Fig. 04 — AI Layer Assignment Decision type × Layer
AI layer assignment, by decision type
Decision Type AI in Signal Layer AI in Decision Layer AI in Accountability Layer
Strategic direction Research synthesis, scenario modeling Never — human judgment required Never — human must own the outcome
Resource allocation Demand forecasting, portfolio analysis Recommendation engine (with human override) Never
Operational decisions Real-time data aggregation Delegated (within defined parameters) Never
Communications Tone analysis, audience modeling First-draft generation Never
Compliance checks Policy retrieval, gap analysis Flag and route (human confirms) Never

FAQ

Questions about
DecisionOS.

What is DecisionOS?

The decision architecture for modern organizations. It unbundles signal, decision, and accountability into three distinct cognitive roles — and shows where AI belongs in each.

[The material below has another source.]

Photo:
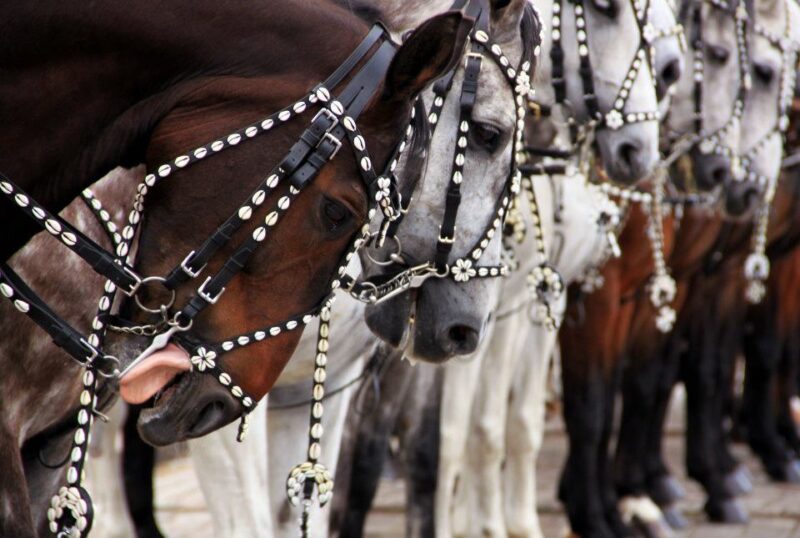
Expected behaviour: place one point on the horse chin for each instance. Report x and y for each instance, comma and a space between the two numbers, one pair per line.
389, 320
192, 405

What problem does it solve?

In most organizational decision processes, three distinct cognitive functions are collapsed into one role or one meeting: gathering and interpreting the signal, making the actual decision, and holding accountability for the outcome. This bundling creates predictable failure modes — the person with the best signal is rarely the person with the right decision rights, and AI gets inserted without anyone being clear on what cognitive role it is actually playing. Unbundling these three functions is not bureaucracy. It is cognitive hygiene.

How do you apply it?

DecisionOS separates every decision into three layers — each with a clearly designated holder and a clear question it must answer. Signal: who holds and interprets the information? Decision: who holds the decision rights? Accountability: who is responsible for the outcome regardless of whether the decision was theirs to make? It then redesigns the decision with four named operations: Decision-Rights Separation (separate the decider from the signal), Single-Owner Accountability (one named owner, assigned in advance), AI Layer Assignment (declare which layer AI works in), and the Role Ledger that records the assignment so it holds.

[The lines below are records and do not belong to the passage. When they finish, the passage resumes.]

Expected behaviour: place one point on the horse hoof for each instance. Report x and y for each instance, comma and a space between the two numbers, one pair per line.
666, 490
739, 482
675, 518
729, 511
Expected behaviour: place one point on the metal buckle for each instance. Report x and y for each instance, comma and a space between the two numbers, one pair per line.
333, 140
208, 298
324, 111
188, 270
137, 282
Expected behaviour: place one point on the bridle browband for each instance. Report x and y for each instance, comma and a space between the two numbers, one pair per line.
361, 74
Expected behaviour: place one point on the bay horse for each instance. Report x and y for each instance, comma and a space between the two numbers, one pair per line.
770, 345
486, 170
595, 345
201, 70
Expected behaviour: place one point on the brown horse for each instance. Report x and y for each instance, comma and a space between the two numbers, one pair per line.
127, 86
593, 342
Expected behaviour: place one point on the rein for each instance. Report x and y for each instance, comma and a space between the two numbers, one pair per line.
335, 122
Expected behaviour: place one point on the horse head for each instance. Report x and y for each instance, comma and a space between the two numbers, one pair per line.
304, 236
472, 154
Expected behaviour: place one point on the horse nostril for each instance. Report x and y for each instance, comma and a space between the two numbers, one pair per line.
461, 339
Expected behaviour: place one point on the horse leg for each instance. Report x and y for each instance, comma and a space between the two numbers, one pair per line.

How is it different from OKRs, RACI, or DACI?

OKRs define an organization's objectives and the key results that measure progress toward them — they answer what needs to be decided. RACI defines who is responsible, accountable, consulted, and informed per task — but that is about execution. As execution increasingly moves to AI, judgment needs a similar role breakdown to ensure it is clearly delineated, much like RACI did for execution. DecisionOS is closest to DACI — a variant of RACI developed at Intuit to clarify group decision-making inside projects (Driver, Approver, Contributor, Informed). Where DACI operates at the project level, DecisionOS operates at the level of organizational leadership role design — separating signal, decision, and accountability across the entire system.

Who is it for?

Leaders and organizations where decision quality has become a bottleneck — executives, boards, and operators who need to see where decisions actually break in their existing process and design a cleaner operating system for making them.